This year's Arlington-Stillaguamish Eagle Festival on Saturday, Feb. 4, will once again include the annual eagle photography and nature art show, presented to the public for free by the Arlington Arts Council and the city of Arlington from 3-5 p.m. in Magnolia Hall, located at 225 E. Third St.
City of Arlington Recreation Manager Sarah Lopez explained that photos submitted for the eagle photography contest will be featured in the art show, which also includes nature art in all media. The winning eagle photograph will receive a $100 cash prize and may be displayed on the city's website, featured in the city's newsletter and used in other ways to promote both the city and future Eagle Festivals. This contest is open to photographers of all skill levels who are Snohomish County residents.
The Arts Council is also seeking nature art to be displayed at the art show during the Eagle Festival. Artists are encouraged to submit up to five pieces of art each depicting nature, and a "Best of Show" award of $100 will be presented to the people's choice winner. Young people up to 18 years old are encouraged to submit two works each in the youth art category.
To enter the show, you may download application forms and additional information at http://arlingtonwa.gov/eaglefest or call 360-403-3448. The fee to enter is $5 per entry, with a limit of one eagle photo per entrant.
The art show on Saturday will be preceded by an artists' reception and wine-tasting on Friday, Feb. 3, from 5-8 p.m.
Saturday, Feb. 4, will also see Studio Tremko co-owners Dave and Debbie Tremko conducting their third Eagle Festival chainsaw carving show, this time at 315 N. West St. in Arlington.
Debbie Tremko, whose wedding and chainsaw carving show this past summer were the subjects of a recently aired episode of "Saw Dogs" on the Discovery Channel, explained that a dozen chainsaw carvers from across the state are set to show up to buzz up some eagle sculptures that will be auctioned off at 4:30 p.m. that Saturday.
"We invite the public to come and watch the carvers, as well as to check our new studio, which is full of chainsaw carvings from different, but all very talented artists," said Debbie Tremko, who also touted the statue that her husband Dave carved for one of the city's roundabouts, which they'll be donating to the city that day.

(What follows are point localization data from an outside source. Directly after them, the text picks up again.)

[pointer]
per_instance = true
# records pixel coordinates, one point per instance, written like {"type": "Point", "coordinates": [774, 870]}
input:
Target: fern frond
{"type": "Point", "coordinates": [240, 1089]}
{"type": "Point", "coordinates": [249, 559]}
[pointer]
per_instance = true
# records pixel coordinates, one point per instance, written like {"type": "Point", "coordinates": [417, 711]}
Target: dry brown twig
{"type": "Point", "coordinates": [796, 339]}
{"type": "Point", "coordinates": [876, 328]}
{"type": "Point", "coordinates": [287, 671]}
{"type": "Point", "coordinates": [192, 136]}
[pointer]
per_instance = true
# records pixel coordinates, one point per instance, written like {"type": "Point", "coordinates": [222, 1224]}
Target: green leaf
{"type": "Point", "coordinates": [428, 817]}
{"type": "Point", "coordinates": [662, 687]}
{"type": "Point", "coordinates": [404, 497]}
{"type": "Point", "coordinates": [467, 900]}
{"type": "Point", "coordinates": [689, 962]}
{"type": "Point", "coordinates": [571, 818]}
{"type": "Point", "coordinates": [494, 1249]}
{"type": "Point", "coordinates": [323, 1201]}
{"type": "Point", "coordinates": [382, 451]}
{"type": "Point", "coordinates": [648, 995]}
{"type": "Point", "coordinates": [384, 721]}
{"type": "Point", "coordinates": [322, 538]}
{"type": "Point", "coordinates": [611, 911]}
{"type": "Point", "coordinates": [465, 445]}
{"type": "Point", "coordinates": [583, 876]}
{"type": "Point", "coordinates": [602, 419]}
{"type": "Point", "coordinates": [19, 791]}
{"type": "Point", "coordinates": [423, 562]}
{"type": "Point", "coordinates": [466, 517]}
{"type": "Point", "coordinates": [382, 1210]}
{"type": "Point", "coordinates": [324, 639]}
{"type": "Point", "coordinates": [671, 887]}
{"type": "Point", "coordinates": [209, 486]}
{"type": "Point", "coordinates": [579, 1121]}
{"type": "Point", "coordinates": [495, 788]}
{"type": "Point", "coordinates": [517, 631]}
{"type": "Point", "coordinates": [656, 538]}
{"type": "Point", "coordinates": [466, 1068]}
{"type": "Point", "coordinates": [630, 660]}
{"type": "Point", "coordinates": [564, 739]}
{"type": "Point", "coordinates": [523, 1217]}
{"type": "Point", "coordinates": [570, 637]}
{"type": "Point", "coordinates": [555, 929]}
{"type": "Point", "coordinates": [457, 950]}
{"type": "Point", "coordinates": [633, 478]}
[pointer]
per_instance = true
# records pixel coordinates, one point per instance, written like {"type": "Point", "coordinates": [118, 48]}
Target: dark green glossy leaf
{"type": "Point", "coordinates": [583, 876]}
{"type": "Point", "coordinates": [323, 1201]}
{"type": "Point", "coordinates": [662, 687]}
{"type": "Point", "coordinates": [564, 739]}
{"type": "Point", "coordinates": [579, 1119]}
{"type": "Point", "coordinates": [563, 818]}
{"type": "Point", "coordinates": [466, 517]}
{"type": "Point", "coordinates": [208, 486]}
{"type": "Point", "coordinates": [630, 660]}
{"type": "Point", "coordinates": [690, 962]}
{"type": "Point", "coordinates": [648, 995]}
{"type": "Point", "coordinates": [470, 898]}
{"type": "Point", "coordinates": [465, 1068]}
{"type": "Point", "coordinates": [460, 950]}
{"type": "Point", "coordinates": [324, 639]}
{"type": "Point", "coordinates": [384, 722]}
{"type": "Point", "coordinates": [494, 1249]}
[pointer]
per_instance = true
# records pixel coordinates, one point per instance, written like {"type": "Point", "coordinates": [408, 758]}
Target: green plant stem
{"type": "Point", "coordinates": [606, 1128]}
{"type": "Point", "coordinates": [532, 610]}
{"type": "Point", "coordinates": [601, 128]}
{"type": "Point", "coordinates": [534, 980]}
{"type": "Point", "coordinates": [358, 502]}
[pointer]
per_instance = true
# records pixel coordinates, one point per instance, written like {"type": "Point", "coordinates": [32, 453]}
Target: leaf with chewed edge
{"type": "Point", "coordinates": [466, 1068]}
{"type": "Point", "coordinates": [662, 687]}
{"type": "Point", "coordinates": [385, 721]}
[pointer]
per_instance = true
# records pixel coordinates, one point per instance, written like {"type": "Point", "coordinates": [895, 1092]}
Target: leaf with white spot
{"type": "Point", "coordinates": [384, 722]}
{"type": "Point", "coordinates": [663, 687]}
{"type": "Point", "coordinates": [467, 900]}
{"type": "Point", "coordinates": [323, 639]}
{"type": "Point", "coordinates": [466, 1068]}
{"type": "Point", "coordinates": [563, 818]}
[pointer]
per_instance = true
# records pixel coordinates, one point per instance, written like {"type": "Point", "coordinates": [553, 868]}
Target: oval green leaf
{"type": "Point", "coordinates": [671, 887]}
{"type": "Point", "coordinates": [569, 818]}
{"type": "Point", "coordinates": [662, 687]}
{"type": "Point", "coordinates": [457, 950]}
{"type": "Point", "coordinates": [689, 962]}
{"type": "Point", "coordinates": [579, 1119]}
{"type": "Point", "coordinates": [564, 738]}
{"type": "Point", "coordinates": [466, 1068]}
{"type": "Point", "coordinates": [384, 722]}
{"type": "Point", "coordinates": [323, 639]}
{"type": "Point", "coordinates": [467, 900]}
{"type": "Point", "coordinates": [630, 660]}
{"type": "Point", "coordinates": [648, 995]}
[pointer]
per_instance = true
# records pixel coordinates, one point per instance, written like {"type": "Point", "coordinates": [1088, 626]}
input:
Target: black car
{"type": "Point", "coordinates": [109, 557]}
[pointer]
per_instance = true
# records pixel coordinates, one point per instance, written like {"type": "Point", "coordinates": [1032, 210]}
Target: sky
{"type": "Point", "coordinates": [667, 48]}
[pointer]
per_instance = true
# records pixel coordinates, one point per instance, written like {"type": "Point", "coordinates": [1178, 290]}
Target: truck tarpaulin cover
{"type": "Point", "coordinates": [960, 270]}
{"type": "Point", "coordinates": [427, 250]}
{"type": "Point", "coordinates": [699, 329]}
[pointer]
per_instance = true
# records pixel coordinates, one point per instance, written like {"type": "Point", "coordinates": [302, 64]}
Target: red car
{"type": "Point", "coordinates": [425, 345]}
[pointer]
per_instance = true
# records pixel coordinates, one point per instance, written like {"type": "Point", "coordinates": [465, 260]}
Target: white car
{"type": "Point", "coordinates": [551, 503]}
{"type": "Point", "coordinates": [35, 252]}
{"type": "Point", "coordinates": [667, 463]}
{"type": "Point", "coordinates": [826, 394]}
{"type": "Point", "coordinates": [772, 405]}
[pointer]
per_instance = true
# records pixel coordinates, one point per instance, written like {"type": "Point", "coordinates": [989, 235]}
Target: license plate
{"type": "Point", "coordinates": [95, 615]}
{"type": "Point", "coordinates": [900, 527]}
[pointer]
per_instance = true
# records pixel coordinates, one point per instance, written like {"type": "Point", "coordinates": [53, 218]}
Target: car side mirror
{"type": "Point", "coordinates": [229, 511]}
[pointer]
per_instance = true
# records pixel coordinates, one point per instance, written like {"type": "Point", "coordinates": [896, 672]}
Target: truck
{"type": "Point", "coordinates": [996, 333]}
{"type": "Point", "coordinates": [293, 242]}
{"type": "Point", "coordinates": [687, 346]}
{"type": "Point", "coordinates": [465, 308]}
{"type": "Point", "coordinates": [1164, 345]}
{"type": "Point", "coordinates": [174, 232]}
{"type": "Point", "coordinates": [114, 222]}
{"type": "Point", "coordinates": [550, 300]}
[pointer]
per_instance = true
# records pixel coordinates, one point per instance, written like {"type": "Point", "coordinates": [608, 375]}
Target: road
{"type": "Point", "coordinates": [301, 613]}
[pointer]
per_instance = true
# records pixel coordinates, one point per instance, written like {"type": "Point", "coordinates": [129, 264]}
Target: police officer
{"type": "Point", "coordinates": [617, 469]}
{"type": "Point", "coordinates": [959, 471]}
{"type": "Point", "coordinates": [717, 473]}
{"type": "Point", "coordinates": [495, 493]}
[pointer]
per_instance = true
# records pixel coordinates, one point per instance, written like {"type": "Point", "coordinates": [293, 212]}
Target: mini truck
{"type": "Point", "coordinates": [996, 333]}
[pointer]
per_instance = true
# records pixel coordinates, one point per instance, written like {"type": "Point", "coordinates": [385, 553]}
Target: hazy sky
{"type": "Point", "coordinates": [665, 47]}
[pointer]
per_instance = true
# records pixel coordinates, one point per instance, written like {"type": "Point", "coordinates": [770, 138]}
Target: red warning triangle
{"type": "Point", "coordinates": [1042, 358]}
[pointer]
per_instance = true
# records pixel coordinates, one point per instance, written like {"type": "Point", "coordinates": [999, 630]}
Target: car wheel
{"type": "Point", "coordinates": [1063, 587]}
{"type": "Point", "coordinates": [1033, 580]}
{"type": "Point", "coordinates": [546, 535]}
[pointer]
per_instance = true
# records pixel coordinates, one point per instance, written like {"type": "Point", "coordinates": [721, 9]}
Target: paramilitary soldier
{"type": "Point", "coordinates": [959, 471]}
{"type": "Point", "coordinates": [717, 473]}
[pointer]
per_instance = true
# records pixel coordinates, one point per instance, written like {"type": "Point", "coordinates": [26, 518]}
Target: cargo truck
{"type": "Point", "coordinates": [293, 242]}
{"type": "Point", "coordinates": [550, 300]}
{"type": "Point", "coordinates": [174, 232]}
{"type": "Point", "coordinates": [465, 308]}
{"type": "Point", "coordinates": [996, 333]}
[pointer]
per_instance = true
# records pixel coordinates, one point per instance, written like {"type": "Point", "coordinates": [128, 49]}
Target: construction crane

Debbie had carved an eagle sculpture of her own for the city during last year's Eagle Festival, which has already been placed at another of its downtown roundabouts.
"At noon, we'll be presenting the city with a 10-foot-tall carving of two perched eagles and a bear," Debbie Tremko said. "By this summer, we hope to have a back entrance to our studio from the trail, so that customers can walk in and check out all of the carvings in our studio."